The upward mobility of the Tamil Nadu youth has meant that there are no hands for jobs in the unorganised sector of the low-end service industry. Legal clearance for ‘out-sourcing’ has also meant that agencies offer only low salaries in the era of economic liberalisation, pocking much of the contracted fee, themselves.
That way, the building-collapse has also brought to light the plight of migrant, unorganised sector labour from other States, who have since become the backbone of not only the construction industry but also every other section of the low-levels of the ‘services sector’ in Tamil Nadu.
It is no different in other South Indian States, but in Tamil Nadu in particular, construction labour, farm hands and even hotel boys and neighbourhood provision store assistants all come from the rest of the country -- mostly Odhisa, Bihar and neighbouring Andhra Pradesh.
So numerous has been the deployment of migrant labour in Tamil Nadu’s construction sites in particular that Andhra Pradesh Chief Minister N Chandrababu Naidu thought it fit to visit the Moulivakkam disaster site and enquire about the well-being of those hospitalised.
Among the Moulivakkam victims, most construction labour, were those from Odhisa. Their bodies have since been sent home while the nativity of many of those still trapped inside may not be known immediately.

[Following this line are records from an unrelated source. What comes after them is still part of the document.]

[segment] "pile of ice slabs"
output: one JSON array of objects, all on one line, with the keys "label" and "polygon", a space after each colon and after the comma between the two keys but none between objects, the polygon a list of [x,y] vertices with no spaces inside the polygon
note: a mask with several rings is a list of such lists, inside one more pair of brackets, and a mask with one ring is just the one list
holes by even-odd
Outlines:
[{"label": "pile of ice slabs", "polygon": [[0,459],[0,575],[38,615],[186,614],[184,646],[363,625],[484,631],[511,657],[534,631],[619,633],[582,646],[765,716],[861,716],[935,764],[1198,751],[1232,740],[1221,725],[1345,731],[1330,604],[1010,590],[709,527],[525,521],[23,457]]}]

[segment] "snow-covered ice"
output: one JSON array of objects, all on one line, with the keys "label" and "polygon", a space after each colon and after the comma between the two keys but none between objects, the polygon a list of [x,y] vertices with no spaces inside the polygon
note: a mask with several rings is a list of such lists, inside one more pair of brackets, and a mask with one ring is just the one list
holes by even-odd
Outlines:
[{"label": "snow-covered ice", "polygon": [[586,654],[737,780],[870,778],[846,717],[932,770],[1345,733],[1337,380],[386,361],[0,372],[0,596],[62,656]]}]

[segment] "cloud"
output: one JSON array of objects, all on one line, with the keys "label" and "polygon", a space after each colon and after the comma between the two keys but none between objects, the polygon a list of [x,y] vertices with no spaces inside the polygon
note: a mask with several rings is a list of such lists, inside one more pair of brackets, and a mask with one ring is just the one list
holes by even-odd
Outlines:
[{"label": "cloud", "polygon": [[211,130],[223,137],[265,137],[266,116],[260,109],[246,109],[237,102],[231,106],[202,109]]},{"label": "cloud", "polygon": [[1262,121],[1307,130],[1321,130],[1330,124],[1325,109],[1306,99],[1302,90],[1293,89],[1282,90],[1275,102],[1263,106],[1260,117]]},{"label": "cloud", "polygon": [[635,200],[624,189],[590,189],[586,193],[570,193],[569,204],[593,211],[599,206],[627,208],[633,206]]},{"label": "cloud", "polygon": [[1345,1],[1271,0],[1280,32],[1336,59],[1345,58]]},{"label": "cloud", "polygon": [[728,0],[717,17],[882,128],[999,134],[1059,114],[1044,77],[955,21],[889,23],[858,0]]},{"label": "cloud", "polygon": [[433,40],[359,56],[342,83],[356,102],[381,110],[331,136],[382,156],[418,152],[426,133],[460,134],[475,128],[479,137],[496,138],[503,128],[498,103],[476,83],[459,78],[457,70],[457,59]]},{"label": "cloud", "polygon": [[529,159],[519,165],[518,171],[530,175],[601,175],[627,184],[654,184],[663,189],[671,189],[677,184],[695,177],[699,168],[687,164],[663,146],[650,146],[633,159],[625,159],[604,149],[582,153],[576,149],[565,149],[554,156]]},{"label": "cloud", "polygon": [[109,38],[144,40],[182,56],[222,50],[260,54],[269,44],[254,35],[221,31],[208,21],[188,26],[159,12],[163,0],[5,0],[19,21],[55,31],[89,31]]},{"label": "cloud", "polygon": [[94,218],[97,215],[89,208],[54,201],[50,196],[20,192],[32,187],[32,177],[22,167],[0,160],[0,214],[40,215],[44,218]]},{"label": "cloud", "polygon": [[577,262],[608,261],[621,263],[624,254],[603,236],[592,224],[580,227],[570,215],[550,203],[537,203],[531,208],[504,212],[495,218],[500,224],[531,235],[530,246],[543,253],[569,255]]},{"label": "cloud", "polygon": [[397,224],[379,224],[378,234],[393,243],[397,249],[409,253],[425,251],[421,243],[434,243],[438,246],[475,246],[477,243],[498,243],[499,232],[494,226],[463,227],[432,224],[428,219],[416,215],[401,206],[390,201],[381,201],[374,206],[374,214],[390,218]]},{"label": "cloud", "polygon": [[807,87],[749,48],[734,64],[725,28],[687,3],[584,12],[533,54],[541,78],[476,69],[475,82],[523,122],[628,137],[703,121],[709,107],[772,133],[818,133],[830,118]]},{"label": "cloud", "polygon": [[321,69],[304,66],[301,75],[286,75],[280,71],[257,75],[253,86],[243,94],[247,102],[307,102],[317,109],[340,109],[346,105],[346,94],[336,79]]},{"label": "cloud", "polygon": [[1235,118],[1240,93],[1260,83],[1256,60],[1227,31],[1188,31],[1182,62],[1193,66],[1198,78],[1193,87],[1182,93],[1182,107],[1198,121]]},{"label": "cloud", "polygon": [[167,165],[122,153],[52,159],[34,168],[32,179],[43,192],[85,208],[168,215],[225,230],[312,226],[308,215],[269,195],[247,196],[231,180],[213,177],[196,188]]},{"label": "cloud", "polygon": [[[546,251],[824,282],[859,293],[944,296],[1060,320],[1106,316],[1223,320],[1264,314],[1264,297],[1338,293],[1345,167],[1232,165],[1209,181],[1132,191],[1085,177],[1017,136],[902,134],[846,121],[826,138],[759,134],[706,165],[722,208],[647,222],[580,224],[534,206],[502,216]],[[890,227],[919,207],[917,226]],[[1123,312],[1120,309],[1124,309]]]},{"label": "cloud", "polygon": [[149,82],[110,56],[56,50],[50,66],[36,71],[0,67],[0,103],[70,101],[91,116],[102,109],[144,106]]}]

As with local counterparts from the past, construction labour are a slotted lot, kept away from the prying eyes of rights groups and trade unions. The latter too do not find any constituency worth fighting for.
Under the circumstances, it’s not unlikely that the Moulivakkam tragedy, like other lesser variants from the past, is bound to die a natural death once all the debris has been cleared -- an object for journalists’ google-search at recurrence of another tragedy of the kind.
N Sathiya Moorthy, veteran journalist and political analyst, is director, Chennai chapter of the Observer Research Foundation.